Повествование Нади Алексеевой складывается из деталей. Так, заботливая героиня с турбазы не может найти свадебных фотографий родителей. Серега, осваивающий пение по крюкам, не воспринимает свое музыкальное образование как что-то своё, напротив, всегда страшится своего же опыта профессионального музыканта. В старом романе мы бы сказали, что над героями висит проклятие, — но тогда прокляты все.

Поэтому скорее нужно говорить о бездомности героев. Валаам не может стать домом, как не стал он домом для несчастных инвалидов. Тем более домом не стала «турбаза», как будто бы остров благополучия на острове.

Но Валаам может стать сценой, на которой появляются герои со своим снаряжением и начинают чувствовать себя уместными. И вроде бы, роман ведет к бытовому благополучию — всех расселили, туристическую индустрию наладили. Но мы понимаем, что такое благополучие — не сцена, а кулисы, и там могут совершиться новые несчастья. Роман Нади Алексеевой — не роман роста и развития героев, но роман сцены — выход на сцену заменяет героям обретение дома.

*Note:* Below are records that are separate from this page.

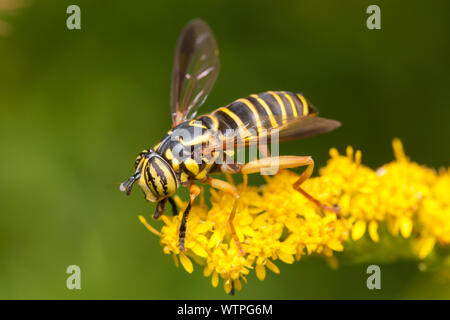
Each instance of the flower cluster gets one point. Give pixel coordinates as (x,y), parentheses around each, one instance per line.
(275,223)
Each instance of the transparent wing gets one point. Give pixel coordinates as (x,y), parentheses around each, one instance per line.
(286,128)
(195,70)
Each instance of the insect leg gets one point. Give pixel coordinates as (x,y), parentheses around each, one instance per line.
(160,208)
(230,189)
(174,206)
(286,162)
(194,191)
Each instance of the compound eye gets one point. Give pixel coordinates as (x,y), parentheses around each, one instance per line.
(136,163)
(139,158)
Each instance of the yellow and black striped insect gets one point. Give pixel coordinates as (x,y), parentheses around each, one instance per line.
(191,150)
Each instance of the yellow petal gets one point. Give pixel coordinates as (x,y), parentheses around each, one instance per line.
(215,239)
(237,284)
(207,271)
(332,262)
(260,271)
(199,250)
(186,263)
(215,280)
(406,227)
(335,245)
(285,257)
(175,260)
(203,227)
(425,247)
(270,265)
(373,231)
(358,229)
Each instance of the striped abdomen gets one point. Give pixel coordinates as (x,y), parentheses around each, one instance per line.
(263,111)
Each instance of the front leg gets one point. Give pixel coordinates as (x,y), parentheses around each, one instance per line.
(194,191)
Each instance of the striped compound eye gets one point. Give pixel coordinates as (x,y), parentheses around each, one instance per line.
(158,180)
(139,158)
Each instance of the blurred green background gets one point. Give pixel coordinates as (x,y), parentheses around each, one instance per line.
(77,106)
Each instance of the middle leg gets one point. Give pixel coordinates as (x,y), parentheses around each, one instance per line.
(286,162)
(194,191)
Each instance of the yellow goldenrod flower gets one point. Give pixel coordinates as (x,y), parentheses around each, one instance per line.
(275,222)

Автобиографическая проза Михаила Шемякина, как ни странно, тоже «монастырская». Вероятно, центральный эпизод этой большой книги — обучение иконописи и реставрации в Псково-Печерском монастыре у архимандрита Алипия. Шемякин прямо ссылается на книгу архимандрита Тихона, сближая «несвятых святых» и юродивых, нонконформистов, которые противостояли бюрократическому контролю в искусстве и социальной жизни.

Монастырь для Шемякина — это тоже не сцена, а кулисы. Например, для правильной реставрации икон надо познакомиться с местной глиной, собрать руками глину разных цветов, и тогда понять, как устроена псковская икона. Это не сценический выход, а кулисы: ты сталкиваешься с теми призраками прошлого, которые не делают тебя счастливым, но рано или поздно позволяют выйти на сцену честно.

Но этой сценой у Шемякина оказывается вовсе не его успех художника — о каком успехе можно говорить в ранние годы, о которых он пишет, о каком успехе можно говорить в случае нонконформиста? Это сцена… сновидения. Например, в одном из снов он идет за ангелом, проступившим на штукатурке, в ад, и этот ад напоминает больницу, а то и интернат из романа Нади Алексеевой. Опыт реставрации смыкается с опытом жизни, где коридоры измазаны масляной краской, и призраки не хотят уходить.

У Шемякина тоже выход на сцену заменяет обретение дома. Безжалостная аналитичность Шемякина читается после романа Нади Алексеевой не как сарказм, а как признание ограниченности такой сцены.

Алексеева Надя. Полунощница: роман М.: Издательство АСТ; Редакция Елены Шубиной, 2024. 409 с. (Проза нашего времени).

Шемякин Михаил. Моя жизнь: до изгнания. М.: Издательство АСТ; Редакция Елены Шубиной, 2023. 714 с.